I. A Requerente aplicou a taxa reduzida aos serviços prestados no âmbito das empreitadas em causa, por entender que as empreitadas nos municípios de Vila Nova de Gaia e do Porto têm cabimento na verba 2.23 da Lista I;
J. Em Maio de 2023, a Requerente efetuou um pedido de reembolso de IVA, solicitando a restituição do montante de IVA em crédito por referência às ditas declarações periódicas;
K. Na sequência do pedido foi instaurado o procedimento inspetivo n.º OI2024..., em que foi elaborado o Relatório da Inspecção Tributária (RIT) que consta do documento n.º 2 junto com o pedido de pronúncia arbitral, cujo teor se dá como reproduzido, em que se refere, além do mais, o seguinte:
V. Descrição dos factos e fundamentos das correções/irregularidades
V.1.Em sede de IVA- Imposto em Falta
V.1.1. Liquidação Incorreta de Imposto (IVA) à taxa reduzida (6%) por aplicação da verba 2.23
No decurso do procedimento inspetivo, verificou-se que a sociedade inspecionada, durante os períodos de 2023/05 a 2023/12, emitiu diversas faturas para os seus clientes, nomeadamente:
-B..., NIF ..., cujos serviços de construção foram efetuados na construção da Moradia..., localizada na ..., Vila Nova de Gaia;
-C..., NIF..., cujos serviços de construção foram efetuados no prédio sito na Rua..., n.ºs ...-..., Porto;
-D..., NIF ..., cujos serviços de construção foram efetuados no prédio sito na Rua..., n.ºs ...-..., Porto (NOTA: trata-se da mesma obra que a Indicada no parágrafo anterior, existindo dois proprietários do imóvel);
-E..., LDA., NIPC..., cujos serviços de construção foram efetuados na construção de 11 Moradias Unifamiliares, situada na Rua..., n.°..., ..., Vila Nova de Gaia;
-F..., NIF ..., cujos serviços de construção foram efetuados na construção de uma moradia, localizada no ..., Vila Nova de Gaia.
No período em causa, as faturas para os clientes anteriormente identificados totalizavam o montante de 1.383.361,39 EUR, acrescido de IVA, à taxa reduzida (6%),no montante de 83.001,67 EUR, valores que o sujeito passivo declarou nas respetivas declarações periódicas, campos 1 e 2, respetivamente.
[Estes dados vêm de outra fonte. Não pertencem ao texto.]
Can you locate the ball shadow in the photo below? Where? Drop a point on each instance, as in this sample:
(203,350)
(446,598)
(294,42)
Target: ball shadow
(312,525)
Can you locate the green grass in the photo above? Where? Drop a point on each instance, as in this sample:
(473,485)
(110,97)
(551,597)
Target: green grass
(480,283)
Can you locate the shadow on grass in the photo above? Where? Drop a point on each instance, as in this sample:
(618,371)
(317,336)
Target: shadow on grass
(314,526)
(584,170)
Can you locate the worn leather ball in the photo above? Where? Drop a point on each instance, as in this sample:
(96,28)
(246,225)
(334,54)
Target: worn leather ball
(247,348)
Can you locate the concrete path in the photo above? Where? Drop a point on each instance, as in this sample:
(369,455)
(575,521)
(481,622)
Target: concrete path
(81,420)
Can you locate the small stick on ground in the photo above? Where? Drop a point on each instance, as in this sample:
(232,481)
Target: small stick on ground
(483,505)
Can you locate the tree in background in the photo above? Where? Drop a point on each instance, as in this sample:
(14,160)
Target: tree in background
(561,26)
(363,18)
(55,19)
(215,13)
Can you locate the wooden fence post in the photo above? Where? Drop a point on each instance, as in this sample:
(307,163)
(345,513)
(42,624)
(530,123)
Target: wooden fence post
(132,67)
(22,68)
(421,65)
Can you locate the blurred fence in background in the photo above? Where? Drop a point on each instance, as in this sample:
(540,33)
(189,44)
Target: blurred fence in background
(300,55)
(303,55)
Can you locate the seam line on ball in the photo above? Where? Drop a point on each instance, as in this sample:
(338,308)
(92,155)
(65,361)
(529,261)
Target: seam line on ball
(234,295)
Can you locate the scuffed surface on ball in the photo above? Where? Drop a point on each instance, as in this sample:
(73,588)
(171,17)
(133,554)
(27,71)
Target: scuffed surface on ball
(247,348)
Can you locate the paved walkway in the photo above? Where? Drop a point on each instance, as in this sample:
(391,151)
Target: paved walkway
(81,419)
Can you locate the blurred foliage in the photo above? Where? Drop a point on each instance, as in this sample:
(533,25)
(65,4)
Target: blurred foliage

Questionado acerca da fundamentação para a aplicação da taxa reduzida do IVA, o sujeito passivo indicou tratar-se de prestações de serviços de construção em imóveis, situados nos concelhos de Vila Nova de Gaia e do Porto, tendo aplicado a verba 2.23, da lista I anexa ao Código do IVA (CIVA), enviando para justificação da aplicação da referida verba três certidões passadas pela Câmara Municipal de Vila Nova de Gaia e uma pela Câmara Municipal do Porto, emitidas em 2021-07-01, 2022-12-06, 2023-08-17 e 2022-09-28, respetivamente (cf. Anexo 1).
De acordo com as referidas certidões, os artigos urbanos onde foram realizadas as obras sitos na Rua ..., e na..., ..., ambos da freguesia de ..., inserem-se na área de reabilitação urbana (ARU) da CIDADE DE GAIA e, relativamente ao imóvel sito na Rua..., n.ºs ...-..., concelho do Porto, o mesmo insere-se na área de reabilitação urbana do..., fazendo menção nas faturas emitidas da aplicação da taxa reduzida de IVA ao abrigo da verba 2.23 da lista I anexa ao CIVA, conforme cópias das faturas e das referidas certidões das Câmaras de Vila Nova de Gaia e do Porto enviadas, que se anexam - Anexo 1.
Em suma, o SP emitiu as seguintes faturas, cujo IVA liquidou à taxa reduzida:
(...)
► Implicações fiscais
O sujeito passivo justificou a aplicação da mencionada taxa de IVA, por via da aplicação da verba 2.23, da lista 1 anexa ao Código do IVA {CIVA)- reabilitação urbana.
A redação da citada verba foi alterada pela Lei n.0 56/2023, de 6 de outubro. Contudo, de acordo com o regime transitório previsto no n. 9 do art. 50.° do referido diploma legal, a nova redação não é aplicável:
"a) Pedidos de licenciamento, de comunicação prévia ou pedido de informação prévia respeitantes a operações urbanísticas submetidos junto da câmara municipal territorialmente competente antes da data da entrada em vigor da presente lei;
b) Pedidos de licenciamento ou de comunicação prévia submetidas junto da câmara municipal territorialmente competente após a entrada
em vigor da presente lei, desde que submetidas ao abrigo de uma informação prévia favorável em vigor.”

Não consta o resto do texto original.